In [1]:
# ==============================================
# AtmosTrack ETL – Transform Step (Notebook)
# ==============================================

# 1️ Imports
import json
from pathlib import Path
import pandas as pd
from datetime import datetime

# 2️ Paths
RAW_DIR = Path("data/raw")
STAGED_DIR = Path("data/staged")
STAGED_DIR.mkdir(parents=True, exist_ok=True)
TRANSFORMED_FILE = STAGED_DIR / "air_quality_transformed.csv"

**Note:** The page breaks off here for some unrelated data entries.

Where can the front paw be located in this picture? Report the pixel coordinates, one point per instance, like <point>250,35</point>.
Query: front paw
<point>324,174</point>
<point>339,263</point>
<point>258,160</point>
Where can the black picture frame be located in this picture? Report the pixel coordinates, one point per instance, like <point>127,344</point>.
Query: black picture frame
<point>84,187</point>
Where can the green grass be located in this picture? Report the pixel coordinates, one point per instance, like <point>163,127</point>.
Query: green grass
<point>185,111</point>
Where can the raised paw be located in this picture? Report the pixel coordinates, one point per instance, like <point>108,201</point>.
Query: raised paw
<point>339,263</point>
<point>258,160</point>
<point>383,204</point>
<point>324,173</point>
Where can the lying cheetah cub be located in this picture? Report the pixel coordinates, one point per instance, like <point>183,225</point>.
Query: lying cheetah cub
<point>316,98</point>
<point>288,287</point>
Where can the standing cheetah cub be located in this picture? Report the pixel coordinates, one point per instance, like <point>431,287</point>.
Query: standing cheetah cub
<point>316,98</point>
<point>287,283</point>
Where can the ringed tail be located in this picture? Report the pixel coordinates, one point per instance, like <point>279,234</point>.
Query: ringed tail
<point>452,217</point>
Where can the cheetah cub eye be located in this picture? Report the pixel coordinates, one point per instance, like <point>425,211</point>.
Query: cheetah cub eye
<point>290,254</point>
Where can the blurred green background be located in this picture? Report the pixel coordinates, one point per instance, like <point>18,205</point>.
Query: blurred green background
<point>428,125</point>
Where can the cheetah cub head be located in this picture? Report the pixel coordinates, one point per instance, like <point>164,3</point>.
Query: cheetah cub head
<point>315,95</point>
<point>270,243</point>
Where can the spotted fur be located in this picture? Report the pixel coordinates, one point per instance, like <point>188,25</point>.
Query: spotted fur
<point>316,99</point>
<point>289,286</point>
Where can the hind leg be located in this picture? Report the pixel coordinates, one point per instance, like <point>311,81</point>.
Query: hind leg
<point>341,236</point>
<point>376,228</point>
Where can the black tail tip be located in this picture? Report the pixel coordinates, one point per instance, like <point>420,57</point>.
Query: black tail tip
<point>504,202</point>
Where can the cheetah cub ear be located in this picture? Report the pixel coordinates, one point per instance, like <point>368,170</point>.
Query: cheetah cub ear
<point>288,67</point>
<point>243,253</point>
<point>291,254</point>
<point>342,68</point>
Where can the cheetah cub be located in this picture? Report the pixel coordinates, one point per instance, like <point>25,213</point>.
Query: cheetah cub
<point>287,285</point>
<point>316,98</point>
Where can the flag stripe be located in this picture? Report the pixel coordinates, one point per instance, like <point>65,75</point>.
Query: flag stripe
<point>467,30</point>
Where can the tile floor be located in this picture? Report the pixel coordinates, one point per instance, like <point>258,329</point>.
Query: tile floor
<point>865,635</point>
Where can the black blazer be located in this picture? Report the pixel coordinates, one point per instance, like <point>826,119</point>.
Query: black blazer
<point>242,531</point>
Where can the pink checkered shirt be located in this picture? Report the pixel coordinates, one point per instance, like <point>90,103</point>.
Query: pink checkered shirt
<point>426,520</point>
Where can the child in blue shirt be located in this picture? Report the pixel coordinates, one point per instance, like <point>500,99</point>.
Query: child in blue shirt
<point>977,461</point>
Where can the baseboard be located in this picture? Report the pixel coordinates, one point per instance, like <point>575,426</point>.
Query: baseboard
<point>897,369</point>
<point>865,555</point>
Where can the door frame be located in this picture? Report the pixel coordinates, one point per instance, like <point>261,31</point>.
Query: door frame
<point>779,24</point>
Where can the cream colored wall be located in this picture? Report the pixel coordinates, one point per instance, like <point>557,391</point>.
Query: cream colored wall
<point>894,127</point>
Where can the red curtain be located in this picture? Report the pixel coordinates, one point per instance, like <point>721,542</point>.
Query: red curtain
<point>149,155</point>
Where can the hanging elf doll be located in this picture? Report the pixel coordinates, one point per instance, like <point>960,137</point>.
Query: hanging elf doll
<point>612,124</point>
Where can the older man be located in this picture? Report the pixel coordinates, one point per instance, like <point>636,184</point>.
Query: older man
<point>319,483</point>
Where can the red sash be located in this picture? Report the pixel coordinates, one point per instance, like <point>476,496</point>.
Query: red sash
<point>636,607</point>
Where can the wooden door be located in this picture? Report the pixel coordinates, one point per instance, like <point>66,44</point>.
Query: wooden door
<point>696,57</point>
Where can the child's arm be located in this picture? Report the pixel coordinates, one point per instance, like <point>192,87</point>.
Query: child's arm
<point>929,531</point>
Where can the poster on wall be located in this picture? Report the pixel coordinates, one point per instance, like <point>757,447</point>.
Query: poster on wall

# 3️ AQI category function
def pm25_to_aqi_category(pm25: float) -> str:
    if pm25 <= 50:
        return "Good"
    elif pm25 <= 100:
        return "Moderate"
    elif pm25 <= 200:
        return "Unhealthy"
    elif pm25 <= 300:
        return "Very Unhealthy"
    else:
        return "Hazardous"

# 4️ Load raw JSONs and flatten
all_records = []

for file in RAW_DIR.glob("*_raw_*.json"):
    city = file.stem.split("_raw_")[0].replace("_", " ").title()
    
    with open(file, "r", encoding="utf-8") as f:
        data = json.load(f)
    
    # Open-Meteo API structure: data['hourly'] contains pollutant lists
    hourly = data.get("hourly", {})
    times = hourly.get("time", [])
    
    # Skip if no hourly data
    if not times:
        continue
    
    for i, t in enumerate(times):
        record = {
            "city": city,
            "time": pd.to_datetime(t),
            "pm10": pd.to_numeric(hourly.get("pm10", [None]*len(times))[i], errors="coerce"),
            "pm2_5": pd.to_numeric(hourly.get("pm2_5", [None]*len(times))[i], errors="coerce"),
            "carbon_monoxide": pd.to_numeric(hourly.get("carbon_monoxide", [None]*len(times))[i], errors="coerce"),
            "nitrogen_dioxide": pd.to_numeric(hourly.get("nitrogen_dioxide", [None]*len(times))[i], errors="coerce"),
            "sulphur_dioxide": pd.to_numeric(hourly.get("sulphur_dioxide", [None]*len(times))[i], errors="coerce"),
            "ozone": pd.to_numeric(hourly.get("ozone", [None]*len(times))[i], errors="coerce"),
            "uv_index": pd.to_numeric(hourly.get("uv_index", [None]*len(times))[i], errors="coerce")
        }
        all_records.append(record)

# 5️ Create DataFrame
df = pd.DataFrame(all_records)
print(f"Loaded {len(df)} records from raw JSONs")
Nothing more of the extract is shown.